Assurance is far more than a box-ticking exercise. The 2020 EY Climate Change and Sustainability Services (CCaSS) Institutional Investor survey showed that as investors scrutinise ESG data, and do so more formally, assurance will be increasingly driven by the demand for credible data. A good assurance provider will look beyond the data, to the accuracy and completeness of the disclosures that bring context and meaning to the data. They can also bring an independent perspective to overly positive spin, questions of materiality or lack of engagement with the data.
The key issue in Australia is that, because assurance is not mandated, it's not standardised.

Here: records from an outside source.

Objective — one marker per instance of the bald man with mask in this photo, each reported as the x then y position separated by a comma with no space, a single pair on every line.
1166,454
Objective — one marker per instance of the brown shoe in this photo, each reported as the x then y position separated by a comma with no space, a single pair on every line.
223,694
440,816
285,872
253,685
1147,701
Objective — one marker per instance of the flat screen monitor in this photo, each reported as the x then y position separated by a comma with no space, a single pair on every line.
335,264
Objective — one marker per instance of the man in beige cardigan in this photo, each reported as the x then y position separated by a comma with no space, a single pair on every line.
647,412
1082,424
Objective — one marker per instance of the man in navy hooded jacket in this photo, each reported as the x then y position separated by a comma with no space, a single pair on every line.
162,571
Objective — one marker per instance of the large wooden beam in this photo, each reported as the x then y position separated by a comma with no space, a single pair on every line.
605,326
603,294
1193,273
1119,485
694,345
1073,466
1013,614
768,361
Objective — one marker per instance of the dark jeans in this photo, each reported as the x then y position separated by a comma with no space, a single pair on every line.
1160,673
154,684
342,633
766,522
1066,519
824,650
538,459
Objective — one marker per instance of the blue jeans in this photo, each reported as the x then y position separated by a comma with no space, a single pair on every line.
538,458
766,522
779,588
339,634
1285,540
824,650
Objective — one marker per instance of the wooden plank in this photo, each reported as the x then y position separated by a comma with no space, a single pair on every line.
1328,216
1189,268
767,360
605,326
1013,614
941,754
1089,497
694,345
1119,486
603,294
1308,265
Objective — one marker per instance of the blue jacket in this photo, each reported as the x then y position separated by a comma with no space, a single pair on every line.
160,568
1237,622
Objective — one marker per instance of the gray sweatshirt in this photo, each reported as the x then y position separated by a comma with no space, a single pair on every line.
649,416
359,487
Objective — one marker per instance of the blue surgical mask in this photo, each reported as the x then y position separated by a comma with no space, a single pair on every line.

And because companies determine the scope of assurance, it can vary widely. Partial assurance of ESG reports remains common and can be confusing to the end reader as well as limiting the level and depth of external challenge.
Assurance is no panacea, but it can be a good lever for change. EY has found that strong relationships with assurance providers allow those challenges to be heard among the C-suite cacophony.
Standards response
There is not yet consensus on a global standard for sustainability reporting. There are, however, a number of well recognised frameworks that support reporting maturity.

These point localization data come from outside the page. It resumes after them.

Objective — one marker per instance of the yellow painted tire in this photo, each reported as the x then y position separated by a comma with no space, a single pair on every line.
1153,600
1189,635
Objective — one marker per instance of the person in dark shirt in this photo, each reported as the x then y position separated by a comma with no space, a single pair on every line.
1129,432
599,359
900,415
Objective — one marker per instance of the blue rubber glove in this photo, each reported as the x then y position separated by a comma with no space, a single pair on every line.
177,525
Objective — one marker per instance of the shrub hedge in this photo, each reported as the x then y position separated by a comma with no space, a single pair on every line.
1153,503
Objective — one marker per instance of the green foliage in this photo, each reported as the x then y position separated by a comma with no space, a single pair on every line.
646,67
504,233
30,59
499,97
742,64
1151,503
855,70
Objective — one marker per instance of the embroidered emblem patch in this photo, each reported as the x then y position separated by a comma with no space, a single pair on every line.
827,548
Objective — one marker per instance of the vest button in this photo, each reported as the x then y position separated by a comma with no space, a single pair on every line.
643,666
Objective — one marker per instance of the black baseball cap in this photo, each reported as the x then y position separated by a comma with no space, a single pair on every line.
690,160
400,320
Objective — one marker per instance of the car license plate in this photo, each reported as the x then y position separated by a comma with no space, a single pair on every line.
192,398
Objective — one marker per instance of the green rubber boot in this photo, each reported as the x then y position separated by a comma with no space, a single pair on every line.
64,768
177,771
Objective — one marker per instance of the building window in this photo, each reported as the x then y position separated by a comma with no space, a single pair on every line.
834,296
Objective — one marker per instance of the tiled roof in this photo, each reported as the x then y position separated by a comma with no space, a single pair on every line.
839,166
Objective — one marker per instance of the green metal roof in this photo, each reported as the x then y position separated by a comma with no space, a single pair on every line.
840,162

The assessment found that over half of the ASX200 are reporting against GRI (107 reporting) and the Taskforce on Climate-related Financial Disclosure (108) frameworks, with a smaller but growing number using the Sustainability Accounting Standards Board (27) and <IR> (11) frameworks. SASB and the International Integrated Reporting Council have recently merged to form the Value Reporting Foundation, and our expectation is that this combined framework will see far more application in the coming years.
The data shows that ESG reports employing at least one framework, or more than one in combination, have consistently higher maturity scores. The assessment found that the use of frameworks dramatically increases maturity, with companies using at least one framework having an average maturity score of 3.01 compared to a score of 1.46 for those that don’t.
Targets and SDGs
EY is also seeing more leading-edge organisations refreshing their strategies to include impact-based targets linked to frameworks such as the UN Sustainable Development Goals (SDGs) and Net Zero. These are in addition to the well-established targets around diversity, particularly gender balance and leadership, and health and safety.
We are seeing increasing alignment to the SDGs. In 2020, 103 companies aligned with the SDGs, compared with 90 in 2019 and 45 in 2018.